A giant freshwater stingray was rescued and released along the Mekong River in Cambodia after getting caught on a fisherman’s line earlier this month. The endangered creature was 13 feet long and weighed 400 pounds.
Can we appreciate how peculiar it was that this man, who faces all sorts of extreme danger and toxicity regularly for years, died to a sting ray species that has basically never attacked another soul?
like single digit numbers of people in an entire century leading up to his death were killed by stingrays. He got really unlucky.
It’s like the Canadian pop star that was killed by coyotes. No adult human ever gets killed by coyotes for a century, then bam.
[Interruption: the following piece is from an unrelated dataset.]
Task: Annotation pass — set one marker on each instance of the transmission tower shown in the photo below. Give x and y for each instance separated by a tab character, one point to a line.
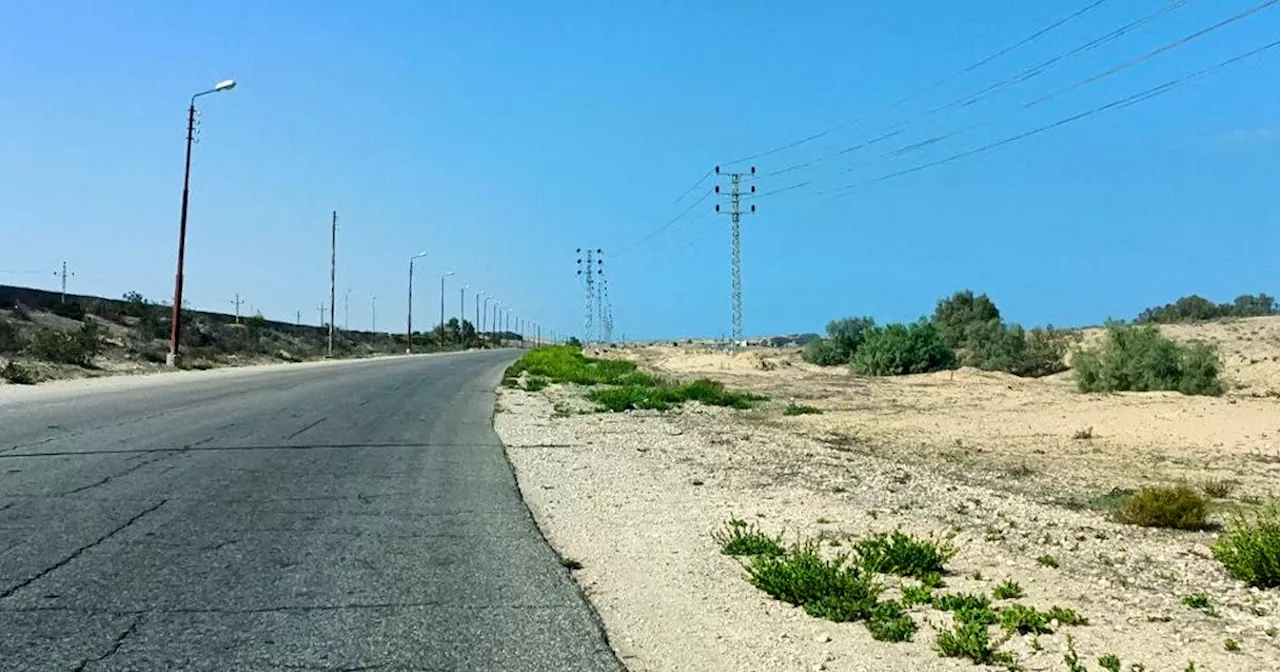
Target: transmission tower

Extremely famous pop star?
to a degree it's understandable that it wasn't a croc or snake that did him in. with reptiles, he just knew how to handle them, he could read their body language, he understood their striking ranges etc. freehandling a venomous snake like he did all the time is still risky and i'd never do that, particularly not while distracted by talking to the camera, but he had it figured out and it doesn't surprise me it wasn't that part of his work that killed him. with reptiles, he was always in his own element and on top of the situation. out in the water, with an animal he wasn't familiar with, that was an entirely different story, even though it's still unbelievably unlucky that the ray managed to stab him right in the heart.
You know, I just realized how similarly shaped these guys are to stealth bombers. Has anyone tested if they show up on sonar as well as similarly sized regular fish?
Fish finders use sonar actually so it has to have been tested, even inadvertently, but googling it doesn't give results really.